It's about email as single factor auth, which has become very trendy of late. You just enter your email address, no password, and the email you a code. Access to your email is the only authentication.
The first bullet point is "Enter an email address or phone number".
That's not MFA. MFA stands for multi-factor authentication. If the authentication only requires a code sent to an email OR phone number, that's just a single factor.
But then, email always was the only authentication. On any site, click "forgot password" and promptly they send you a reset password link. Very few sites have a challenge question.
Anthropic is the main one. Its pushing a lot of others to do the same. I literally was arguing against that 2 weeks ago and the person who was pushing it said "Claude does that. Its really slick, no password to remember".
Patreon can do that too, depending on how you sign up.
It’s not slick at all. Passwords and MFA autofill, their image codes don’t, so I have to close the browser, go to email, copy code, delete email, go to browser, paste code just to login.
The entire email login flow is completely retarded. It’s not even secure.
Only in an abstract threat model sense. In real world phishing its pretty different.
Its super odd if you land on facebook.com-profilesadfg.info/login thinking its just Facebook and try to login but get a "password reset" email. Most people would be confused as they don't want to reset their password.
Having it for every login means that just missing the website URL, everything else is 100% legit.
In India, almost all websites & apps, send a OTP to either mobile or email & ask you to enter that to login. Most of them have even disabled password based login flows.
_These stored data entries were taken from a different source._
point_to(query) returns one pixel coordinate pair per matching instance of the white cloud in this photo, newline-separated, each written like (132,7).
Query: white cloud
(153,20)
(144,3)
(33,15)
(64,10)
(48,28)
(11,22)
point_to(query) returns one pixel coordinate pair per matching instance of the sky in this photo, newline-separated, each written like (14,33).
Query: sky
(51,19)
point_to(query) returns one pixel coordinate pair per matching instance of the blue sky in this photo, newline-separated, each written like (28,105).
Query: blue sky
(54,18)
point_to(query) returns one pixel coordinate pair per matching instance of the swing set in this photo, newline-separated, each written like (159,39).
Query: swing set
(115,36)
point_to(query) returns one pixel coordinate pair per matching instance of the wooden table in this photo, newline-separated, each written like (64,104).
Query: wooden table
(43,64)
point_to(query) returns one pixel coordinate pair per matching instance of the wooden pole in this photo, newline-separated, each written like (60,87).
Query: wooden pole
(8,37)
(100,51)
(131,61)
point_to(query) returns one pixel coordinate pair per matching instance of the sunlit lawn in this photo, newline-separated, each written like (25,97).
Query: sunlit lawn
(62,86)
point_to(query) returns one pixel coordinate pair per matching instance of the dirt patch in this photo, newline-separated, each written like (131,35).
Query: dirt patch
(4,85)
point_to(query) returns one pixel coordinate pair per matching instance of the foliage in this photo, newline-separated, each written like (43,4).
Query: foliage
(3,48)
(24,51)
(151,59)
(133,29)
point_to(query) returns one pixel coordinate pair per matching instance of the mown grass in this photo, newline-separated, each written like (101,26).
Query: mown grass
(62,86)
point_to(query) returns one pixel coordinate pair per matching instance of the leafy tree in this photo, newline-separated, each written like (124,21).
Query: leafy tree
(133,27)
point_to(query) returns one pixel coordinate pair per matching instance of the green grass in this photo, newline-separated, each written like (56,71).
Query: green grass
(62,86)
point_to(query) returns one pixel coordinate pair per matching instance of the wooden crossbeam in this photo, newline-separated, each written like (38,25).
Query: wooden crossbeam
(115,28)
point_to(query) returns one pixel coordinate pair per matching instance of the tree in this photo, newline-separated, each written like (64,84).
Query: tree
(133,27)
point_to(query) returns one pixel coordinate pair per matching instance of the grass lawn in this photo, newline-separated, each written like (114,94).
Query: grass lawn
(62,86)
Really grinds my gears.
The authentication factors of a multi-factor authentication scheme may include:
1. Something the user has: Any physical object in the possession of the user, such as a security token (USB stick), a bank card, a key, a phone that can be reached at a certain number, etc.
2. Something the user knows: Certain knowledge only known to the user, such as a password, PIN, PUK, etc.
3. Something the user is: Some physical characteristic of the user (biometrics), such as a fingerprint, eye iris, voice, typing speed, pattern in key press intervals, etc.
Email and phone are both in category one, comprising only one unique factor.
What is the minimum number of things you need access to in order to log in?
If you have access to the phone, you can log in. OR if you have access to the email account, you can log in.
You don't need to know the user's password, you only need access to one of these inboxes and nothing else. One-factor authentication, but worse, because there are multiple attack surfaces.
While the premise is correct -- it's easy to complain but the author also provides zero recommendations on what is a better form of MFA.